Case Study: Withholding and Withdrawing Life-Sustaining Treatment
Josephine is a 74-year-old resident at the Calypso Home. When she was 60, and later at age 71, she had bowel cancer. In both instances the cancer went into remission after 12-18 months of chemotherapy. She has been well since the most recent bout of cancer, but has incontinence and her mobility is more limited than it used to be.
Until a few months ago Josephine’s husband cared for her, but he had a heart attack and died suddenly. Josephine was very dependent on him and has felt lonely and isolated since his death.

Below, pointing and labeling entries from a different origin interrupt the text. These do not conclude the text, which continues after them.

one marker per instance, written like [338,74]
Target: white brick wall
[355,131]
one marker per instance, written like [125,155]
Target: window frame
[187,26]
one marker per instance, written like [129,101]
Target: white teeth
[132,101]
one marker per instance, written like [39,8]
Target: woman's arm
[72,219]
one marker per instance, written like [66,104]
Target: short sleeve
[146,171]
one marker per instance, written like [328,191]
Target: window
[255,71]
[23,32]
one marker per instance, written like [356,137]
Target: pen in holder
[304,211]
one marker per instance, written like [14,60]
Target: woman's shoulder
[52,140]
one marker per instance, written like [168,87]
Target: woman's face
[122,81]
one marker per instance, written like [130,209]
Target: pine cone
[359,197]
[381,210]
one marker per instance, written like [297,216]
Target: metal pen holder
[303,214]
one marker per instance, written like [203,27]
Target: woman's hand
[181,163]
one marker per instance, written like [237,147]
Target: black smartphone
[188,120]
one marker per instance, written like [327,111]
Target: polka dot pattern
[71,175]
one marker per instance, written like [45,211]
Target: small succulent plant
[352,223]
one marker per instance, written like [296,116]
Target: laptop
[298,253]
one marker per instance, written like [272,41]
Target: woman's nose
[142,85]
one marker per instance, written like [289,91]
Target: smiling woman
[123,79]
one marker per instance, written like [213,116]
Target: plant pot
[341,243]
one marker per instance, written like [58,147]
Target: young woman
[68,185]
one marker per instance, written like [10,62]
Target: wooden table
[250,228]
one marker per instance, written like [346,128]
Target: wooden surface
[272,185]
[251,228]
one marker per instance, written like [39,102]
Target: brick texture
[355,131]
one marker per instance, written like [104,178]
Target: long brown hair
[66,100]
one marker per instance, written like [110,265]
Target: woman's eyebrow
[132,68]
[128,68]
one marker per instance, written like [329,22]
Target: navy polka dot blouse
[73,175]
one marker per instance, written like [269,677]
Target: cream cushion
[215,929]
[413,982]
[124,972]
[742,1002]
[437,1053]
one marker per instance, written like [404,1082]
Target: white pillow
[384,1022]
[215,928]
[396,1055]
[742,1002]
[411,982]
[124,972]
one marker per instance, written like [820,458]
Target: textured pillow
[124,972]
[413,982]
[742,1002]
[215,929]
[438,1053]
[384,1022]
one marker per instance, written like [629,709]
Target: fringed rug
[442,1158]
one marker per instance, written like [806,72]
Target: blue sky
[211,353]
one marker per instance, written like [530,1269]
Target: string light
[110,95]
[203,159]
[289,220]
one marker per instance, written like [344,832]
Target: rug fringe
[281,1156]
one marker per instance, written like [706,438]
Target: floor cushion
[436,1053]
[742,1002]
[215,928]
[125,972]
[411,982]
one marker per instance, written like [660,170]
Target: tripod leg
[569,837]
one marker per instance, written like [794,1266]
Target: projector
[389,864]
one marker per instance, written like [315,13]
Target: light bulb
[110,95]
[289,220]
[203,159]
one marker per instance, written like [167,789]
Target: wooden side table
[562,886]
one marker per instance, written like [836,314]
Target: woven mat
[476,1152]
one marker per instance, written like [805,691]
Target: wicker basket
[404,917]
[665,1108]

Josephine and her children decided it would be best for her to move into a nursing home so she can access full-time professional care, and have company.
After six months at the home, Josephine suffers abdominal pain. A visit to Josephine’s oncologist reveals the cancer has returned, but so far it has not metastasised. The oncologist advises Josephine that if chemotherapy is started immediately there is a reasonable chance of prolonging Josephine’s life. An appointment is booked for Josephine to start chemotherapy later that week.
Josephine returns home feeling anxious and upset. This is the third time in her life she will have chemotherapy, and she is unsure if she can cope with it again without her husband. She despises the side effects she experienced previously from chemotherapy which significantly affected her quality of life.
Later that week, at the oncology appointment before the chemotherapy, Josephine advises the oncologist she has given the matter careful thought and does not want the chemotherapy. She explains she has lived a good life, and does not have the energy or desire to undergo chemotherapy again. She would rather enjoy the time she has left with her family, who take her on outings regularly. She does not want to be sick and suffering side-effects. She has discussed her feelings with her children and they support her decision not to have chemotherapy.
After further discussion, the oncologist concludes Josephine understands that by refusing to have chemotherapy she will most likely die, and that she has capacity to refuse that treatment. Josephine later informs the nursing home’s GP and nurses that she will not be having chemotherapy. They are saddened but respect her decision. The law recognises the ability of Josephine to make this decision, and allows (indeed requires) the health professionals to respect it.